According to the MC simulations, the molecular driving force for the regular distribution at χ_chol = 0.50 is that the free energy cost of covering a cholesterol dimer is significantly higher than that of covering a cholesterol monomer (Huang and Feigenson, 1999). If the difference is sufficiently large, cholesterol would stay as monomer as long as the composition allows. This can result in a monomer regular distribution pattern at 0.50 (Fig. 12.4D). The height of the jump in μ_chol is related to that energy difference. Because an unsaturated chain containing a cis double bond is bulkier or less compressible than a saturated chain, DPPC with both saturated chains should have the largest headgroup/body ratio (or excess headgroup capacity to cover neighboring cholesterol clusters) among the three PCs. Therefore it is reasonable to assume that DPPC can cover a cholesterol dimer more easily (i.e., at a lower free-energy cost) than POPC or DOPC does. Thus, the driving force to form regular distribution at χ_chol = 0.50 is weakest in DPPC, but strongest in DOPC. This is indeed the case, as shown in Fig. 12.9. No jump is seen at χ_chol = 0.50 in DPPC bilayers, and the jump was larger in DOPC than in POPC (Fig. 12.9B). Similarly, the driving force to form the dimer regular distribution pattern at χ_chol = 0.571 (Fig. 12.4E) is that the free-energy cost of covering a larger cholesterol cluster is much higher than that of covering a cholesterol dimer. As shown in Fig. 12.9, a small jump was observed at = 0.58 in DPPC, and bigger jumps were present in POPC and DOPC bilayers. The data show that all three PC are capable of covering cholesterol clusters up to the solubility limit (≈0.67), but the free-energy cost of the coverage in DOPC increases much more rapidly with the number of cholesterol-cholesterol contacts than for the other PCs because of the chain unsaturation. The measured chemical potential profile in DOPC is similar to that simulated with MIEP IV in Fig. 12.3E. On the other hand, the measured chemical potential profile in DPPC is more similar to that simulated with MIEP III in Fig. 12.3C, indicating the free-energy cost of covering cholesterol monomer or dimers are low in DPPC bilayers, due to its large headgroup/body ratio.

It is interesting that the COD initial rate in DPPC bilayers jumps at χ_chol = 0.63. In several measurements with DPPC and DOPC, jumps around 0.63 have also been observed. Previously, small dips in fluorescence energy transfer efficiency and DPH-PC fluorescence anisotropy have been found at 0.63 in DOPC bilayers (Parker et al., 2004). Whether this previously unassigned critical composition of 0.63 represents a regular distribution made of a trimer or tetramer pattern remains elusive. More study is needed to verify this interesting possibility.
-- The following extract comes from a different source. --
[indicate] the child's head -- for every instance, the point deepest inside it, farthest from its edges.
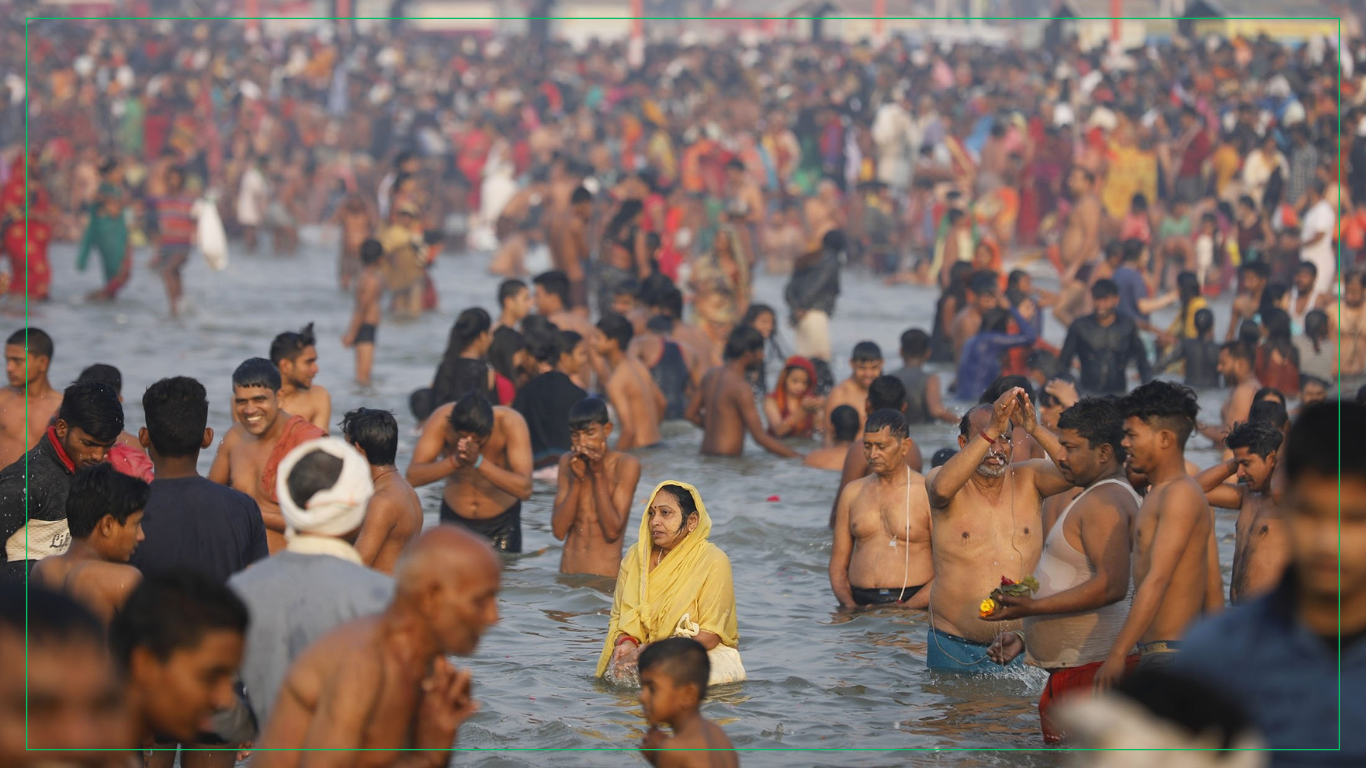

Fig. 12.10 shows the COD initial reaction rate in the low-cholesterol region (χ_chol < 0.45) (Ali et al., 2007). To resolve small jumps at very low cholesterol concentrations, three times more COD (0.3 unit per sample) was used for the low-cholesterol samples. Similar to the high-cholesterol region, the dominant feature of the figure is that the initial rate is highest in DOPC bilayers and lowest in DPPC bilayers. The differences in rate are quite spectacular. For example, at χ_chol = 0.35, the rates in POPC and DOPC bilayers are about 11 and 44 times higher than that in DPPC bilayers, respectively. The data indicate that cholesterol interaction with unsaturated acyl chains is very unfavorable compared with saturated chains in this region. Although the COD initial rate generally increases with χ_chol in all three PC bilayers, the rate behaves quite differently in different bilayers. Clear jumps can be seen at χ_chol = 0.25 and 0.40 in DOPC and POPC bilayers, whereas the rate in DPPC bilayers is featureless and flat. A close look at low χ_chol showed that the rate also has a small but distinct jump at χ_chol = 0.15 in DOPC but not in others (Fig. 12.10, inset).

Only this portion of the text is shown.